Automated annotation tools and manual curation were used to infer metadata such as country of origin, DNA extraction kits, and amplicon choice. This enabled global-scale quantification of gut microbiome composition. A filtered subset of 150,721 high-quality samples was created by excluding samples with fewer than 10,000 reads or rare taxa. Bacillota (formerly Firmicutes) was identified as the most prevalent phylum, found in 99.9% of samples, followed by Pseudomonadota (formerly Proteobacteria), Actinomycetota (formerly Actinobacteria), and Bacteroidota (formerly Bacteroidetes). Alpha diversity, measured by the Shannon diversity index, showed broad variation, with a median of 2.33 and values as high as 5.07. Rarefaction analysis revealed genus-level taxa are still being discovered, particularly in underrepresented regions.
Geographic differences in microbiome composition were examined using metadata available for 92.4% of samples. Europe and Northern America accounted for the majority of samples (60.5%), with significant underrepresentation from regions like Central and Southern Asia (3.4%) and Sub-Saharan Africa (3.7%). Latin America and the Caribbean exhibited the highest alpha diversity (median Shannon diversity index = 2.69), while Central and Southern Asia had the lowest (median = 1.68). Faith’s Phylogenetic Diversity (PD) analysis showed combining taxa from underrepresented regions with Europe/Northern America increased evolutionary branch length by up to 68.6%. Principal coordinates analysis (PCoA) using the Aitchison distance revealed distinct clusters corresponding to world regions, underscoring the strong influence of geography on microbiome composition.

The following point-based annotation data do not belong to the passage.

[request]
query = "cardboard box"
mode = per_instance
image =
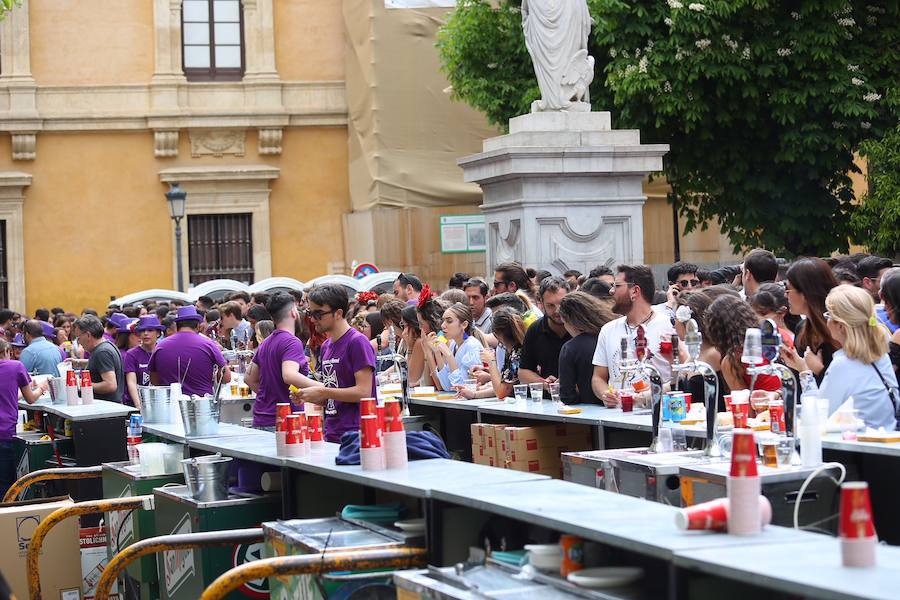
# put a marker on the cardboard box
(489, 435)
(60, 563)
(485, 456)
(546, 436)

Technical factors, including DNA extraction methods, bead beating (mechanical lysis), amplicon choice, and sequencing depth, were found to influence microbiome variation significantly. For example, taxa such as Enterobacter (higher in V3–V4 amplicons) and Akkermansia (higher in V4 amplicons) exhibited differential abundances depending on the hypervariable region of the 16S rRNA gene used for sequencing. The interaction between region and amplicon choice had a more substantial effect (R² = 0.010) than the amplicon alone. Regions like Latin America and Sub-Saharan Africa had the highest proportions of unidentified taxa, linked to reference database biases, suggesting undersampling and the potential for unobserved microbial diversity.

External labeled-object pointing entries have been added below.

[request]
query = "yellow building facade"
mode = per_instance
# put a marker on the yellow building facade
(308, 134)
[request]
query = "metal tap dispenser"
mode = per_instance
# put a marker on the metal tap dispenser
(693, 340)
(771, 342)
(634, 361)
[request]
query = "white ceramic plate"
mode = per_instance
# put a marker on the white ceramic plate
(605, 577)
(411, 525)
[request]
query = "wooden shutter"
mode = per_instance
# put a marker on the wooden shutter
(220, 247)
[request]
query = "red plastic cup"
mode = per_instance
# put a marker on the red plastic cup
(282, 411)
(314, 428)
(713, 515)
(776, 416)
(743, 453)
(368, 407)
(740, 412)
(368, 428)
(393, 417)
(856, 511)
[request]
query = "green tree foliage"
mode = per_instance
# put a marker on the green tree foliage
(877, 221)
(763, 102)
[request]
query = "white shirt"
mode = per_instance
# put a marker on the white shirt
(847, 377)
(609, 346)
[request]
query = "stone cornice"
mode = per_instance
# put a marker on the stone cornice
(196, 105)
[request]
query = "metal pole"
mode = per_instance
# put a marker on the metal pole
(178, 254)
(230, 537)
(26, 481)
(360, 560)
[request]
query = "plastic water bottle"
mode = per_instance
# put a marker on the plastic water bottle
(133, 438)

Random forest classifiers were trained to predict the geographic region of origin for individual microbiome samples. They achieved high accuracy for regions like Australia and New Zealand (AUC = 0.944), while Europe and Northern America had lower predictive accuracy (AUC = 0.797), likely due to overrepresentation creating overlapping clusters.
Conclusions
Researchers integrated data from 168,464 publicly available 16S rRNA gene amplicon sequencing samples from 482 BioProjects to study global variation in the human gut microbiome. Most samples originated from Europe and Northern America, regions so extensively sampled that most microbial taxa are likely already observed, while other regions, such as Latin America and Eastern and South-Eastern Asia, exhibit remarkable diversity with many taxa still undiscovered. Each region occupies a unique niche within the ordination space, as revealed by multidimensional scaling and machine learning classification.

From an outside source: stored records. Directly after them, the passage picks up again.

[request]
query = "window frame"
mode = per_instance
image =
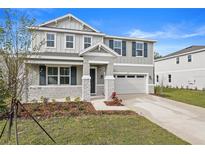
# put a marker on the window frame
(169, 78)
(47, 76)
(137, 42)
(58, 76)
(65, 75)
(117, 47)
(177, 60)
(189, 58)
(91, 38)
(53, 40)
(70, 41)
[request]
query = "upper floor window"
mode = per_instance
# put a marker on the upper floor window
(117, 46)
(169, 78)
(177, 60)
(50, 40)
(189, 58)
(52, 75)
(87, 41)
(70, 41)
(139, 48)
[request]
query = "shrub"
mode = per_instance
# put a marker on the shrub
(77, 99)
(157, 90)
(67, 99)
(44, 99)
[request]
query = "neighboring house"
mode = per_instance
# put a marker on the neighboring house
(182, 69)
(78, 60)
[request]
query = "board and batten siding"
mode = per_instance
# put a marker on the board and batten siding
(134, 60)
(60, 42)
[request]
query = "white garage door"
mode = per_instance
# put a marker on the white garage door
(130, 84)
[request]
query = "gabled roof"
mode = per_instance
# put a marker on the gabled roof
(99, 46)
(190, 49)
(67, 16)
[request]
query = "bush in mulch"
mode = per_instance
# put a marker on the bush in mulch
(115, 101)
(47, 110)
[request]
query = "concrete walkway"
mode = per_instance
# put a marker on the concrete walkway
(99, 105)
(183, 120)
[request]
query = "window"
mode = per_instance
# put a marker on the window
(87, 41)
(177, 60)
(52, 75)
(130, 76)
(50, 40)
(170, 78)
(139, 48)
(70, 41)
(117, 46)
(140, 76)
(121, 76)
(64, 75)
(189, 58)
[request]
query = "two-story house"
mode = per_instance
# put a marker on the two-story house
(182, 69)
(78, 60)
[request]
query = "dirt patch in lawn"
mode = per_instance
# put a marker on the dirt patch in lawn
(42, 110)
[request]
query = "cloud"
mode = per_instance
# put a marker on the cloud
(168, 32)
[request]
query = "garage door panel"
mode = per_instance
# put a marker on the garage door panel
(130, 85)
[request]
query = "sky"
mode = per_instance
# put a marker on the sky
(174, 29)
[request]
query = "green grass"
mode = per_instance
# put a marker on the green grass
(92, 129)
(193, 97)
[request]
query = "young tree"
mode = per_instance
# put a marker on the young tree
(15, 48)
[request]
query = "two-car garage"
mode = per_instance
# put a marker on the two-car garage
(130, 83)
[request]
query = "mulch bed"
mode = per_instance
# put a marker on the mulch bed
(42, 110)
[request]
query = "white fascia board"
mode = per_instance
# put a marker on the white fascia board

Significant microbiome differences were found across regions, including higher Bacteroides abundance in Europe/Northern America and elevated Prevotella in Sub-Saharan Africa and Latin America. Technical factors such as amplicon choice influenced findings, with primer bias affecting taxa like methanogenic archaea Methanobrevibacter. This compendium serves as a valuable resource for exploring microbiome diversity and advancing global microbial ecology research.